Directed by: Bob Rafelson (1972)

Starring: Jack Nicholson, Bruce Dern, Ellen Burstyn

The Pitch: A timid DJ gets involved in his brother's grandiose money-making schemes.

Theo Sez: Despite its intriguing (if largely negative) reputation this is actually a GODFATHER PART III-type deal - a disaster for most people, a neglected masterpiece for a demented few, but basically a sad and rather dull movie that's more about the perils of film-maker's hubris than the pain of memory or the tragic hollowness of the American Dream (or whatever else it pretends to be about).

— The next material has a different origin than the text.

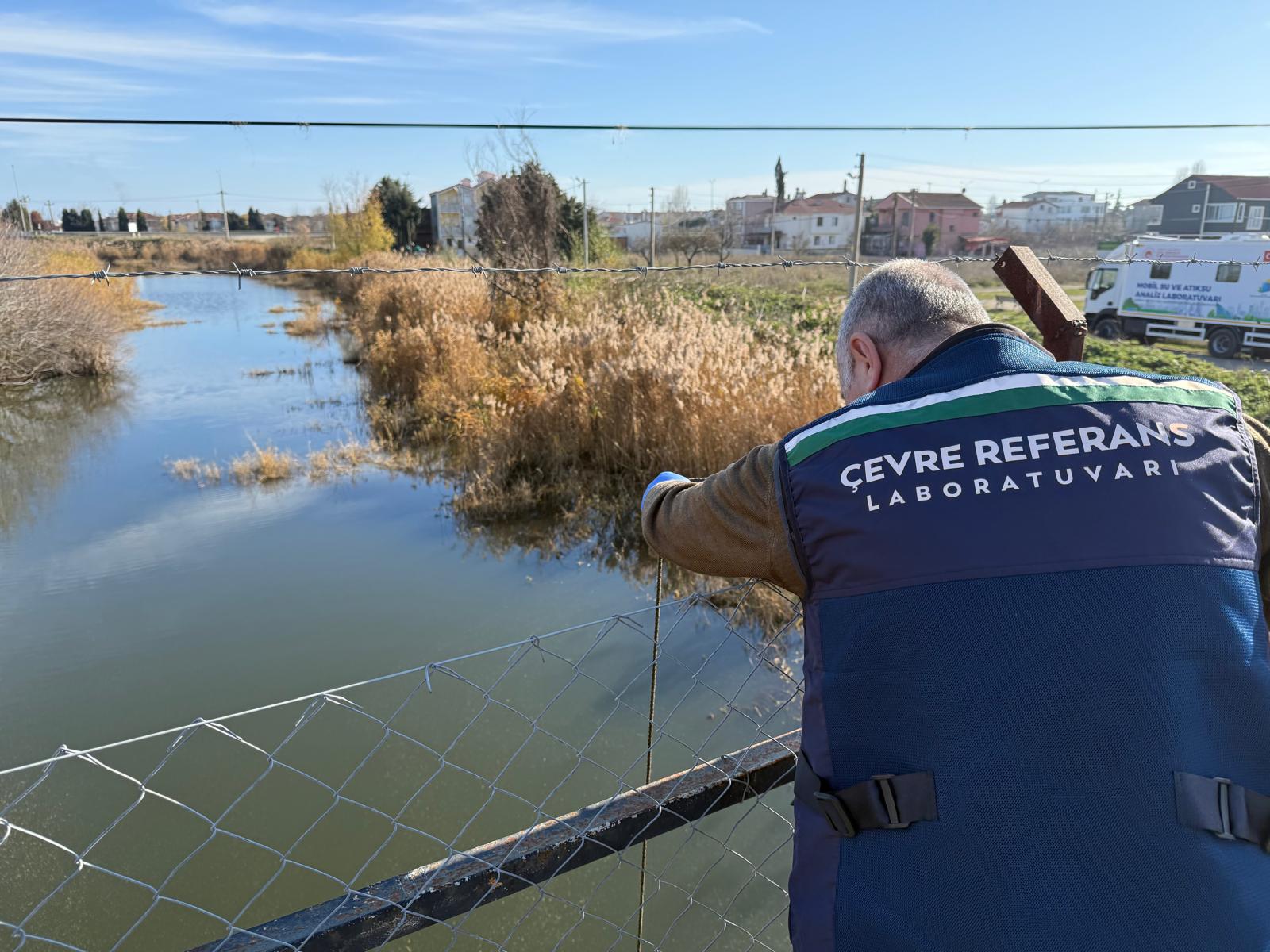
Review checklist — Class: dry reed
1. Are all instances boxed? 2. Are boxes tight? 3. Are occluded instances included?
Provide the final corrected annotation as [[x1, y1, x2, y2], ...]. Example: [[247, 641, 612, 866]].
[[282, 305, 326, 338], [0, 225, 148, 383], [229, 442, 301, 485], [348, 248, 837, 512]]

If all - or even some - of it were like its opening scene, Nicholson's side-lit monologue to camera, it would still be indecipherable but also undoubtedly brilliant ; instead it's a curiously flat experience, the lines witless and functional when they're not being pseudo-poetic ("illusions begin to drift and fade like white snow"), and even the much-touted images disappointing - this Atlantic City is drab and dilapidated when it surely needed to be more like the mythic, near-surreal place of Louis Malle's eponymous movie, a place of impossible dreams. Of course there's skill and imagination in the way the town's grey light is set against the burnished look of the interiors, all crimson and dark blue ; in the same way that, for example, it's clear Nicholson has thought a great deal about his dozy performance, getting a specific look and posture, even if we have no idea why he behaves as he does. It's a well-crafted symbolic drama that forgot to bring the symbols - they're either feeble or meaningless. A film without a centre, which is why it only kind of works when it drops the self-importance and makes for the loose Rafelson style of the great STAY HUNGRY (in the long everyone-talking-at-once scene near the end, or in exchanges like "Hey, what do they call you?" "Teddy the Wonder Boy" "Well I wonder why the hell you don't stay out of my kitchen"). When, at the very end, it tries for real emotional force, with one brother dead and the other pensively watching old home movies - two little boys playing peacefully at the beach - it's a complete non-starter, not touching or profound or anything : quite simply, we neither know nor care who these people are.